LII

'Marcus!'

She was there. Alive. Larger than ever; still pregnant. Whole. Sound.

I fell to my knees beside the chair as she struggled to rise and took her in my arms. 'Oh dear gods…' My breath rasped in huge painful gulps.

Helena was crying. She had been crying before I crashed into the room. Now instead she was calming me, holding my face between her hands, her light rapid kisses on my eyes both soothing and greeting me.

'Optatus said there had been an accident -'

'Oh my darling! It's neither of us.' She laid my hand upon the unborn child, either to comfort me or herself, or to give the baby notice that I was home again. It seemed a formal, archaic gesture. I tickled the child and then kissed her, both with deliberate informality.

'I should bathe. I stink and I'm filthy -'

'And half dead on your feet. I had a feeling – I've ordered hot water to be kept for you. Shall I come and scrape you down?'

'That's more pleasure than I can cope with…' I rose from my kneeling position beside her wicker chair. 'Stay and rest. But you'd better tell me about this accident.'

'Later.'

I drew a finger across her tear-stained cheek. 'No, now.'

Helena said nothing. I knew why she was being stubborn. I had left her. Something terrible had happened, which she had had to cope with on her own, so now I had lost my rights.

We gazed at one another quietly. Helena looked pale, and she had her hair completely loose, which was rare for her. Whatever had happened, part of her unhappiness was because she had been alone here without me. Well, I was home now.

Lindsey Davis

A Dying Light in Corduba

In the dim light of a single oil lamp, Helena's eyes were nearly black. They searched my face for my own news, and for whatever I was feeling towards her. Whenever we had been apart there was this moment of readjustment; the old challenge was reissued, the new peace had to be reaffirmed.

'You can tell me I shouldn't have gone away – but do it after you explain what's been happening.'

She sighed. 'You being here wouldn't have changed anything. There has just been a terrible accident. It's young Rufius,' she told me. Rufius Constans. He was working on an oil press on his grandfather's estate when one of the quernstones slipped and crushed him. He was alone when it must have happened. By the time somebody found him he was dead.'

'Yes, that's a dreadful thing to have happened…' Constans had been young and full of promise; I felt bitterly depressed. Helena was expecting my next reaction. I tipped my head on one side. 'He was alone? Nobody else was with him?'

'No Marcus,' she replied softly. I knew that, trained by me to be sceptical in every situation, they had already spent time wondering, just as I was doing now. 'No; I can see what you are thinking. But there is no possibility of mischief.'

'No special crony lending Constans a hand with the oil press?'

'No. Quinctius Quadratus was out of action; I can vouch for that myself.'

I took her word. I was too tired to concern myself with how she knew.

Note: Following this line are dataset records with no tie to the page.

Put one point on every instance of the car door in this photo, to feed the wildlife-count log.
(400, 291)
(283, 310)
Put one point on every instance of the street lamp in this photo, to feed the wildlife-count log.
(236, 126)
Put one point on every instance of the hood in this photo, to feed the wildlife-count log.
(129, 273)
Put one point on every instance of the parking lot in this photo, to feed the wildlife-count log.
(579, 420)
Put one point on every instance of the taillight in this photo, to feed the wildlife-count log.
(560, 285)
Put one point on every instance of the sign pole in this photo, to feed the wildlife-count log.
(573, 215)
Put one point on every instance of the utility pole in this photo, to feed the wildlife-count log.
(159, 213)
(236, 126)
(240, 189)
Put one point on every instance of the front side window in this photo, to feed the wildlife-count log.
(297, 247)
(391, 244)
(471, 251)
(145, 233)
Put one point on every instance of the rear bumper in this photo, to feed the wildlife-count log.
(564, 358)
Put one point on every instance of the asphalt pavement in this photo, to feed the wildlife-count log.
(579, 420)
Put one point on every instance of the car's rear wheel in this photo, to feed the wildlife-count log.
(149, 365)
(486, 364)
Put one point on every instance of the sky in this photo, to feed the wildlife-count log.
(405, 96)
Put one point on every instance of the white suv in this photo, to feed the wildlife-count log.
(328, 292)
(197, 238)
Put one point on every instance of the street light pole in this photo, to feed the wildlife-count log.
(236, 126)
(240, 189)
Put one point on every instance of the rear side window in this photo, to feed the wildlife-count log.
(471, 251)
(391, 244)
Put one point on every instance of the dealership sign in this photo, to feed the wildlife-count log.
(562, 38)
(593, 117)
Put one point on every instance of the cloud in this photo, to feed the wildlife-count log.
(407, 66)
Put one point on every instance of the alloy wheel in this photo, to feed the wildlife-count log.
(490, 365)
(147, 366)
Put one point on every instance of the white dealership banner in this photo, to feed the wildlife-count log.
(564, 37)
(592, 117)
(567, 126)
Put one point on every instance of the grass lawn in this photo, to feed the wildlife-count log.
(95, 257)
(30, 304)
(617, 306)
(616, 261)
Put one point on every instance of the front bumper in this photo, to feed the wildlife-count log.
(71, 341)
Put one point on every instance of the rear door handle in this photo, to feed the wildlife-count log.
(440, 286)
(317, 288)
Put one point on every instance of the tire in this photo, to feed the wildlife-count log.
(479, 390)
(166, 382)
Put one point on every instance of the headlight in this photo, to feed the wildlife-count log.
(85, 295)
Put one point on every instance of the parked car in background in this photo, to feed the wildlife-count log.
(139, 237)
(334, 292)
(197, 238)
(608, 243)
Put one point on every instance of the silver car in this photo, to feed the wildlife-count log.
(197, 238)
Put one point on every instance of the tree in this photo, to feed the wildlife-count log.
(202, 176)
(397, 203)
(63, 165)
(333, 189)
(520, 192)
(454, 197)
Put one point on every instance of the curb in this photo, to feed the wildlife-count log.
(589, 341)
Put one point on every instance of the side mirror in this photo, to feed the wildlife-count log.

I held out my hand and now she let herself take it. 'Have you been fighting?' Helena could always spot the damage. 'Just a few knocks. Did you miss me?'

'Badly. Was your trip useful?'

'Yes.'

'That makes it all right then.'

'Does it? I don't think so, love!' Suddenly unable to bear being apart from her, I tightened my grip to pull her up from the chair. 'Come and wield a strigil for me, sweet-heart. I'll never reach my own back tonight.'

We had edged around my guilt and her withdrawal. Helena Justina held herself against me for a moment, her soft cheek pressed to my stubbled one, then she took my arm, ready to walk with me to the bath-house. 'Welcome home,' she whispered, and I knew she meant it now.

Загрузка...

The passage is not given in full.